Esta sustitución de la popularidad por la pericia condujo a la desinformación y confusión sobre temas científicos, políticos y sociales, difundiendo ideas erróneas y promoviendo narrativas engañosas pero que son ampliamente aceptadas. En los medios comunicacionales, dicha sustitución contribuye a la polarización y la fragmentación social, dado que las opiniones se basan en la identificación emocional y la intuición más que en la evidencia y el razonamiento, promoviendo opiniones extremas o simplistas profundizando las divisiones ideológicas y dificultando el diálogo constructivo entre diferentes grupos sociales. En términos políticos, aquella sustitución conduce a la adopción de decisiones irresponsables o populistas que no están respaldadas por análisis rigurosos o consideraciones a largo plazo ni orientadas por directrices axiológicas hacia el bien común, como sucede frecuentemente a nivel nacional e internacional. Sus consecuencias negativas no se reducen a la ineficiencia en la gestión o la multiplicación del gasto público para suplir la deficiencia en conocimientos, sino que repercute en la gobernabilidad, la estabilidad económica, confianza institucional y el bienestar social en general, menospreciando el conocimiento y alimentando la percepción de arbitrariedad decisoria o sesgo por intereses particulares, cuando no la propagación de teorías conspirativas.
Por todo ello, tanto los medios comunicacionales como el ámbito político que los habita para persuadir y legitimar sus acciones ante la ciudadanía no pueden escindirse de las consideraciones éticas cruciales, más aún cuando la confianza en la política y la clase dirigencial es la históricamente más baja, no estando muy lejos los medios de comunicación.
Si bien la popularidad puede tener un rol legítimo en la esfera pública, resulta importante encontrar un equilibrio con los expertos, para garantizar la legitimidad, credibilidad y excelencia en gestión basada en la autoridad del conocimiento y bajo directrices éticas.
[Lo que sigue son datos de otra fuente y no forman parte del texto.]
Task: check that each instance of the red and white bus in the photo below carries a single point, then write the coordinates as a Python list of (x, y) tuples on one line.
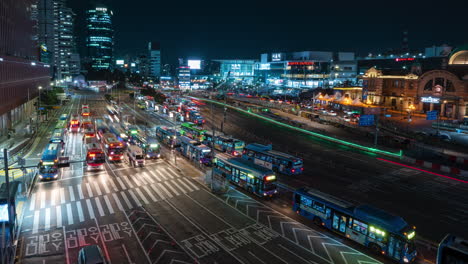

En este sentido, la transparencia, veracidad y honestidad son principios éticos fundamentales en la comunicación tanto de los medios como de los funcionarios, porque allí se asienta la actuación de los poderes públicos en una sociedad democrática, debiendo los ciudadanos poder confiar en sus representantes y comunicadores. Más allá del derecho ciudadano a recibir información precisa y completa sobre las acciones y políticas de sus representantes, como señalan García-Galera y Martínez-Sanz, son los propios funcionarios públicos y comunicadores quienes tienen la responsabilidad de proporcionar información veraz y evitar su manipulación con fines ideológicos, políticos o partidarios. Esto implica, entre otras cuestiones, no ocultar información relevante ni decir medias verdades manipulando la percepción pública, evitar discursos de odio, así como las comparaciones indebidas o alusiones que banalizan tragedias únicas en la humanidad. Todo ello demuestra incompetencia e ignorancia, alimentando además conflictos sociales.
Por último y para su concreta efectividad, debería implementarse un ágil sistema de rendición de cuentas y penalidades donde el medio comunicacional como el político asuman la responsabilidad por la desinformación y manipulación de la realidad, declaraciones deliberadamente sesgadas, prejuiciosas o estereotipadas, fomentando así la reflexión previa y mejora continua, para restaurar la credibilidad de la ciudadanía en las instituciones democráticas.